The Stone Barn Farm: An Overview of its Cultural and Natural History
The Geologic Era
The Stone Barn stands on ground molded and carved more than 10,000 years ago by a massive glacier that descended from the northwest. It is hard to imagine the enormity of this frozen force, a mile-high expanse of ice so heavy that it pressed the earth down into the sea, so powerful that it pushed and ground the rock in its path like a giant snowplow. At the glacier’s forward edge, a mound of gravel piled up to form a ridge of land, a glacial moraine.
As the climate warmed and the glacier receded, the submerged moraine was left below sea level and marine sediments settled over it, leaving a thick layer of silt and clay that would one day serve as an ideal soil for farming. The Stone Barn sits atop this moraine in the valley of Northeast Creek, a place of enormous bounty for many generations of humans who have lived there, beginning with the Wabanaki people.[1]
Pre-European Era
According to Penobscot Tribal Ambassador Maulian Dana, “Our ties to this land existed long before America was dreamed of. The artifacts, oral tradition, legends, and historical records all point to thousands of years of Wabanaki being here in our homeland.”[2] In the forest, fields, and wetlands by the Northeast Creek headwaters, Native Americans would hunt large game like moose, deer, bear, and aquatic mammals like muskrat, beaver, and otter.
Such species provided not only food but furs for clothing. In the marshes and along the creek, they would find waterfowl and their eggs, and fish. At the creek’s outlet, clams, mussels, and seabirds were plentiful. In Frenchman Bay and beyond, seals and many species of fish were present in abundance that seems unimaginable after centuries of depletion.[3]

Paine Farm pre-1907
The Nineteenth Century
MDI’s Agricultural “Emery District”
The Emery District was a cluster of six farms that surrounded the headwaters of Northeast Creek. According to farming historian Todd Little-Siebold, the area encompassed about 1,000 acres of farmland divided among six farms. In the 1860 census, the heads of household were listed as Jared Emery, Joel Emery, Theodore Paine, Richard Paine, and Sally Emery. Joel Emery held the largest plot (610 acres) and Richard Paine the smallest (45 acres).

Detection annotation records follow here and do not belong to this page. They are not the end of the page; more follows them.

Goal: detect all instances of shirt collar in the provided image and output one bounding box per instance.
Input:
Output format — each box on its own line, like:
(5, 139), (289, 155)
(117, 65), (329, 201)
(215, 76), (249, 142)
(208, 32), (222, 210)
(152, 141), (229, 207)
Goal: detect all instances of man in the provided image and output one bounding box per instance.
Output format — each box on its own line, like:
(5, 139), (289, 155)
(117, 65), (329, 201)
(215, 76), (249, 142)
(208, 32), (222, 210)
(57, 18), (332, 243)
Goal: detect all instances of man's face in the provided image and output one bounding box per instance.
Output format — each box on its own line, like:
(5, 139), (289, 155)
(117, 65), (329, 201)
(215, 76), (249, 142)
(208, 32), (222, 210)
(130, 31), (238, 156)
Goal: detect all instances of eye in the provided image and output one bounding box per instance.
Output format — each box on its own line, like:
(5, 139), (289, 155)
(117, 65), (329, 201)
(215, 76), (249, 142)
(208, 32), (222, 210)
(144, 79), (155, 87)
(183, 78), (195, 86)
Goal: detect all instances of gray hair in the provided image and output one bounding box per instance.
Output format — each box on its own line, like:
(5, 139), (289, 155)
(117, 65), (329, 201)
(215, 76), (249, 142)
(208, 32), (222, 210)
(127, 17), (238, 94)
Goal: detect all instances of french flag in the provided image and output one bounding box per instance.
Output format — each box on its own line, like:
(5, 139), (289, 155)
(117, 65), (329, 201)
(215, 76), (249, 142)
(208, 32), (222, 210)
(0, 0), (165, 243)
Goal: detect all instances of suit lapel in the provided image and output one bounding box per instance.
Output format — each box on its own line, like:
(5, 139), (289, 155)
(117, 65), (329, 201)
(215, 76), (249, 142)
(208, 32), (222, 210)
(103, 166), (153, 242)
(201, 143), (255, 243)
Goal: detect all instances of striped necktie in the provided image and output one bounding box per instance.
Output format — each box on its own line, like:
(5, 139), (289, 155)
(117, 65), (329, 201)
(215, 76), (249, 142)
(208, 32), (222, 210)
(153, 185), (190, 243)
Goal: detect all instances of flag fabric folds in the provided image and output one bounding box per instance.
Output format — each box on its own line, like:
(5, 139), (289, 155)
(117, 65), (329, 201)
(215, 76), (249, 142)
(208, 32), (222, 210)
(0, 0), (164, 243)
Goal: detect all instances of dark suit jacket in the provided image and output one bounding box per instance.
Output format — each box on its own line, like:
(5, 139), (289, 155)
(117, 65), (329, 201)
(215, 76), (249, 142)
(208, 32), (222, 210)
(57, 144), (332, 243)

Animals were the primary cash crop of the Emery District, constituting from 25 percent to 50 percent of the value of the farms. “All of the farmers,” Siebold writes, “had a milk cow or three, an oxen or two, and a horse.” In the plowed fields, farmers of the Emery district grew hay to feed the animals. They sold wood from their forested land and they tended 90 apple trees.
Only about five percent of the total land in the Emery District was actively farmed. The rest was left in a forested state. While a farm family could feed themselves with what they grew, they needed supplemental income to provide more than mere sustenance.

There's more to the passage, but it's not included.